UrbanaVillor

Many a heart in Sweden throbs for a detached house in the suburbs. It is fantastic, living in a house with a garden, hobnobbing with the neighbours and enjoying self-determination of design but at the same time it is important that architecture be modernised to measure up to the sustainable society.
UrbanaVillor is about stacking villas one on top of the other without sacrificing any of the qualities possessed by a villa standing on the ground.
UrbanaVillor is located in a block totalling 500 dwelling units in Malmö’s old dockyard area, Western Harbour (Västra Hamnen), which is being turned into a township for residence, work, education and recreation. Malmö is Sweden’s third largest city and together with Copenhagen, among others, forms part of what is called the Öresund Region. UrbanaVillor consists of two buildings: the lower one a courtyard building looking inwards on the precinct, and the higher one facing the street.
The courtyard building consists of two symmetrical three-storey buildings with private gardens on a fourth storey. The street building consist of six storeys with one villa and garden per storey and a communal rooftop piazza at the very top.
UrbanaVillor is distinguished by each dwelling unit having its own entrance, garden and floor plan.
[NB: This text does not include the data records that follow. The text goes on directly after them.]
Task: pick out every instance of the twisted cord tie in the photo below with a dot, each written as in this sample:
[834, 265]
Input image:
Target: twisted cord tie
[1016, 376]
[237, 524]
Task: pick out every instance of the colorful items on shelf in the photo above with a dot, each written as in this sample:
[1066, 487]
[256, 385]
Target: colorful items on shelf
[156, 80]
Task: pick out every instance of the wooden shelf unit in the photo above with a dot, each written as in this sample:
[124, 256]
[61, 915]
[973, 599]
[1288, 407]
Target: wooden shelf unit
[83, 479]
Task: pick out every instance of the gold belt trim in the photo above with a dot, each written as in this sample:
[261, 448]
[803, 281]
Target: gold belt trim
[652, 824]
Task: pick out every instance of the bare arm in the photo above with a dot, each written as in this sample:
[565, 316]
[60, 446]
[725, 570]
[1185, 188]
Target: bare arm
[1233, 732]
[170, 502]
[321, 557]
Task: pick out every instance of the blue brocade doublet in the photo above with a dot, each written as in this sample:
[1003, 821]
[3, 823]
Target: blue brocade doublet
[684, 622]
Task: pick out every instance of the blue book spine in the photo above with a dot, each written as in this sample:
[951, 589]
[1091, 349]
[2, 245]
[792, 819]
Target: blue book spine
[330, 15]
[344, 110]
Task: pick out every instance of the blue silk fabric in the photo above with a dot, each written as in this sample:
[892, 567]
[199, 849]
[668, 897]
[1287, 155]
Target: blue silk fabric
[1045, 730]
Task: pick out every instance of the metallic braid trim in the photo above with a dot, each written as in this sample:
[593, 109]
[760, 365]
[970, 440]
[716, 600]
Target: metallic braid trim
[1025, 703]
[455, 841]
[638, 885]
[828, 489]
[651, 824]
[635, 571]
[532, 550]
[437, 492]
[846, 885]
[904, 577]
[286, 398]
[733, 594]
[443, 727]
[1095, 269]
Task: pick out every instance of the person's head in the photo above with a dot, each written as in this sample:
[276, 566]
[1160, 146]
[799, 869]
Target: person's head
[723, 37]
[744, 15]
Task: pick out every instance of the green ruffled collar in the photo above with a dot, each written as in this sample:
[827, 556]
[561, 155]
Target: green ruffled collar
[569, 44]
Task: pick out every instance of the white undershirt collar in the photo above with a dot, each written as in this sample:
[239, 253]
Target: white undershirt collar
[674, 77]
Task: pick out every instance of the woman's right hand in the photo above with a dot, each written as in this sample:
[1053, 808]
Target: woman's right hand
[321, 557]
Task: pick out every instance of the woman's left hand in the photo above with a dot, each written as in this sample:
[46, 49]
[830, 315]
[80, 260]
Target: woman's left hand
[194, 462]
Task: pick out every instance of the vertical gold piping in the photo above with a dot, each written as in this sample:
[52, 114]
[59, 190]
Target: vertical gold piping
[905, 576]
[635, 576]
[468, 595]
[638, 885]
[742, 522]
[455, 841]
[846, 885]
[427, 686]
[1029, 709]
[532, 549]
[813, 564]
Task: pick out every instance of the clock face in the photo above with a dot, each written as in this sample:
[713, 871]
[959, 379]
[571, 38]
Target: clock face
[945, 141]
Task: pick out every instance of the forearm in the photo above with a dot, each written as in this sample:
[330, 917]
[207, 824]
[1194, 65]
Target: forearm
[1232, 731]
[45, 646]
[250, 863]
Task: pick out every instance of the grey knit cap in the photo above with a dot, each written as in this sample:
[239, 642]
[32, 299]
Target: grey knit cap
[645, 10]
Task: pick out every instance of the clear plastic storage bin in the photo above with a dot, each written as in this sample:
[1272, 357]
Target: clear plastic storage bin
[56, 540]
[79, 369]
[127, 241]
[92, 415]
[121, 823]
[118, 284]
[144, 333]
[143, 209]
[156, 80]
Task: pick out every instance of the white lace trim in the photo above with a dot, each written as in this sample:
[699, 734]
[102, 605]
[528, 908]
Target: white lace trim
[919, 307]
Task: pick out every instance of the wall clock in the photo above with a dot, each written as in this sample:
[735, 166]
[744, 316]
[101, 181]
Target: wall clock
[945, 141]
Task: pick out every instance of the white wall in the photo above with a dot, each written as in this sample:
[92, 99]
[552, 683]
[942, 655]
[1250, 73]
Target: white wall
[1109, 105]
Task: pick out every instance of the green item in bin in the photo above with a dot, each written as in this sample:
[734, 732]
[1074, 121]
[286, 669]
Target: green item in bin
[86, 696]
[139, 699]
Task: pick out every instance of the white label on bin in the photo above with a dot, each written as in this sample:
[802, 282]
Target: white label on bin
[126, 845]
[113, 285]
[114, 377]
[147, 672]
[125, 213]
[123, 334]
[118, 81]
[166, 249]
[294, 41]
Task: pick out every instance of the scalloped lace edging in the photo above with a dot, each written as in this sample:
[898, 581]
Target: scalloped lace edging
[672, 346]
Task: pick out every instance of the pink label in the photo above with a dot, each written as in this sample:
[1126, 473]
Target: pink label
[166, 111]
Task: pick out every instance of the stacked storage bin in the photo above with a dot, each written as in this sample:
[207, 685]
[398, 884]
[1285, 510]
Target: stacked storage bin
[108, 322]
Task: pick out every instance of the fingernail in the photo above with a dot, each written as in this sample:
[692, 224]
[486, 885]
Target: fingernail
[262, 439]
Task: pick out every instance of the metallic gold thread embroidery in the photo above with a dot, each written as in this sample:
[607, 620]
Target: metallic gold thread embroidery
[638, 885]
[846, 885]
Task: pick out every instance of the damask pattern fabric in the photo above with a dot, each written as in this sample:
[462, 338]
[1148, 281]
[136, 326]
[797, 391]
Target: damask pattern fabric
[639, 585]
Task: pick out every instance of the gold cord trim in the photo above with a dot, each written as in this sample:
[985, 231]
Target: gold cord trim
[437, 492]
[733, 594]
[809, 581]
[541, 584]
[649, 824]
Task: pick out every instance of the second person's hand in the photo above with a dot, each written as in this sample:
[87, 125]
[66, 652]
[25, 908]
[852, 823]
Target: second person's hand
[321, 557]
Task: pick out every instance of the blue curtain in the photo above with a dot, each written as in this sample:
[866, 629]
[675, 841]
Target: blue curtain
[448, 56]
The units, orangery, inner courtyard and rooftop piazza are vertically interlinked by an external spiral staircase, a kind of footpath. This is near-urban living permitting an ecological lifestyle with bike instead of car for transport, a personal allotment instead of a shopping centre, and so on. The large lift in the core of the building permits bicycle transport to the fridge. Balconies, façades, courtyards and roof are gardening allotments. The residential features also include a communal flower garden and several communal areas for socialisation and relaxation. The green plants in the courtyard and on the terrace and balconies elevate the quality of the local climate by trapping tiny dust particles, abating noise, producing oxygen and providing shade. The 30 cm thick layer of soil on balconies and roofs also serves for rainwater storage. 7 m3 soil per balcony and 72 m3 in the roof gardens adds up to an average of 11 m3 of soil per dwelling unit.
The façade has thick insulation and triple glazing, and the building is supplied with district heat generated by refuse incineration. It is ventilated through a heat exchanger with 80 % energy recovery. Residents preseparate their refuse into eight fractions and compost their organic waste in the courtyard, thus providing fertilizer for the building’s allotments.
The project began as a communal building enterprise, in the sense of the residents being clients and thus maximal participants in the design of the building and the financing of the project.
Construction has been based in its entirety on a lifecycle perspective, so as to achieve a long-term economic and ecological investment.
The architects have served as developers and designers, so as to translate the community’s ideas into concrete reality directly, without any intermediaries.
Land 500 sqm, 6 dwellings 6x140, 1x90.